Many a Laker eminento has sprung to West’s defense. Former players Abdul-Jabbar, Jamaal Wilkes, and Michael Cooper, along with front-office people, claimed the portrayal of the all-time all-star to have been “cartoonish” and false, a serious departure from that laid out in Pearlman’s book.
Indeed, Abdul-Jabbar penned a lengthy takedown of season 1, in which he said, “The characters are crude stick-figure representations that resemble real people the way Lego Hans Solo resembles Harrison Ford.” And when the series came out, Johnson said he wouldn’t watch it, not because of a negative portrayal — he is the star of the series, and a likeable star at that — but because the Showtime Lakers were a case of one-off greatness. “I won’t watch it because it’s hard to duplicate,” Johnson is quoted as saying. “You can’t duplicate Showtime.”

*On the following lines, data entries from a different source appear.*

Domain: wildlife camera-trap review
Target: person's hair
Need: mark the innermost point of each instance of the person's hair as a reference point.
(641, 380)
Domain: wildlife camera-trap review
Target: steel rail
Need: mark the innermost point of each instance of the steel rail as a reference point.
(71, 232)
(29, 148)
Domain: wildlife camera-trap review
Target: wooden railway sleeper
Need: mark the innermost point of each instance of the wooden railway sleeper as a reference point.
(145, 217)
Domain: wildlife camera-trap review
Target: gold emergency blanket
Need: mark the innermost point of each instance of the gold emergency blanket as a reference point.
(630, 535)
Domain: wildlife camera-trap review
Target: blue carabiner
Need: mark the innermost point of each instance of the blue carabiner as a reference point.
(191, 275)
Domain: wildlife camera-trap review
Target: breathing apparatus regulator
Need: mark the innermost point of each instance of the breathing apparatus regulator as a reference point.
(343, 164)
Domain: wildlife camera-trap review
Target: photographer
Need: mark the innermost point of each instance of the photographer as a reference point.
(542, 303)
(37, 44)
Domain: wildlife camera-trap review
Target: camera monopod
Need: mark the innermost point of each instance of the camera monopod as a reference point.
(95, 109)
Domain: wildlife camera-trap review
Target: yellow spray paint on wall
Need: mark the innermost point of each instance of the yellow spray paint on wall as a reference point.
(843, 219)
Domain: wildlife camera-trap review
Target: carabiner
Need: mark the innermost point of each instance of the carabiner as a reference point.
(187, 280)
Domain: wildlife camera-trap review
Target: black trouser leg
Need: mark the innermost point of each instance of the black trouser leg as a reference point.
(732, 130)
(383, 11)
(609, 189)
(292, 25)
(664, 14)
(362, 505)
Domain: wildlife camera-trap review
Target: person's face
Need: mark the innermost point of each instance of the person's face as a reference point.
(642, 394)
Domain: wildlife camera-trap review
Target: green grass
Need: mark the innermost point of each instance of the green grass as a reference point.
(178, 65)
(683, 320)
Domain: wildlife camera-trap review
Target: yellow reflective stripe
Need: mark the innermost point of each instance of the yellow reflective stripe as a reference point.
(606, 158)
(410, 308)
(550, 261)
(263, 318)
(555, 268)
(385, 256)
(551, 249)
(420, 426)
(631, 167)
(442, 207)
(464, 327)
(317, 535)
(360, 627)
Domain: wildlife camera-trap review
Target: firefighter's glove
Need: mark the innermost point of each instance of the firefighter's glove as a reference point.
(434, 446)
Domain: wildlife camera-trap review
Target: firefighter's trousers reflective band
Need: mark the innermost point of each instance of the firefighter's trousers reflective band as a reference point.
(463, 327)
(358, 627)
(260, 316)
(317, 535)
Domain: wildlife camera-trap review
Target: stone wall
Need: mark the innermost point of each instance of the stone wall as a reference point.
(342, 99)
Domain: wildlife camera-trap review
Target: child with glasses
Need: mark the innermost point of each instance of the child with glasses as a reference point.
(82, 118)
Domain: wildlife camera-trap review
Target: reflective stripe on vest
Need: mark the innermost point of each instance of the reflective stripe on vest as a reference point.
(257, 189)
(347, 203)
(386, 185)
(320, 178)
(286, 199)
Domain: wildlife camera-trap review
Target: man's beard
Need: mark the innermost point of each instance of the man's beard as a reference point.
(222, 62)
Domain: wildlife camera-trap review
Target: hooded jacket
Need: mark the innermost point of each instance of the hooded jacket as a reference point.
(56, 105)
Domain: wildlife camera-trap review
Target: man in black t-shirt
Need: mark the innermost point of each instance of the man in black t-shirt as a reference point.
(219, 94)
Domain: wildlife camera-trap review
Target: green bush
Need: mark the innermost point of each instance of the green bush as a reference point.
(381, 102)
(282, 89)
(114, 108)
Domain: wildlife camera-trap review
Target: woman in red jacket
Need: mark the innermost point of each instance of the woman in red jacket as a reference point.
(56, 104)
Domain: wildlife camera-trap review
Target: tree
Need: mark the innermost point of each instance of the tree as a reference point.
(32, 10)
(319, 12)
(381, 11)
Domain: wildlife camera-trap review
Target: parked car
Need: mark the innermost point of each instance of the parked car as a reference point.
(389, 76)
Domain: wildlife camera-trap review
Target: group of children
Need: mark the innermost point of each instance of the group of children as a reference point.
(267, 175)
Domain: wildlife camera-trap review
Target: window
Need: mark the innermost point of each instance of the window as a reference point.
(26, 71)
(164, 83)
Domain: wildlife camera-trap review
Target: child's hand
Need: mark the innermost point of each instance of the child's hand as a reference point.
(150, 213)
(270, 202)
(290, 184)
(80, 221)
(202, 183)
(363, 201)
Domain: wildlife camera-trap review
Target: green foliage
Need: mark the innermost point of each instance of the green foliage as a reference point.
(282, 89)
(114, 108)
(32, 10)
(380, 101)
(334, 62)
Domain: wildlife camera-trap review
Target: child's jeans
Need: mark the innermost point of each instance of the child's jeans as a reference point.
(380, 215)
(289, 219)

If you yearn for more accurate basketball history, you might want to stick with documentaries such as ESPN’s 10-part series The Last Dance, chronicling Michael Jordan’s final Chicago Bulls season. But for an over-the-top treatment of an equally over-the-top period in a glamorous franchise’s history — and if you don’t mind generous portions of literary license — you’re sure to be entertained by Winning Time.
I just wish they’d not done Jerry West dirty.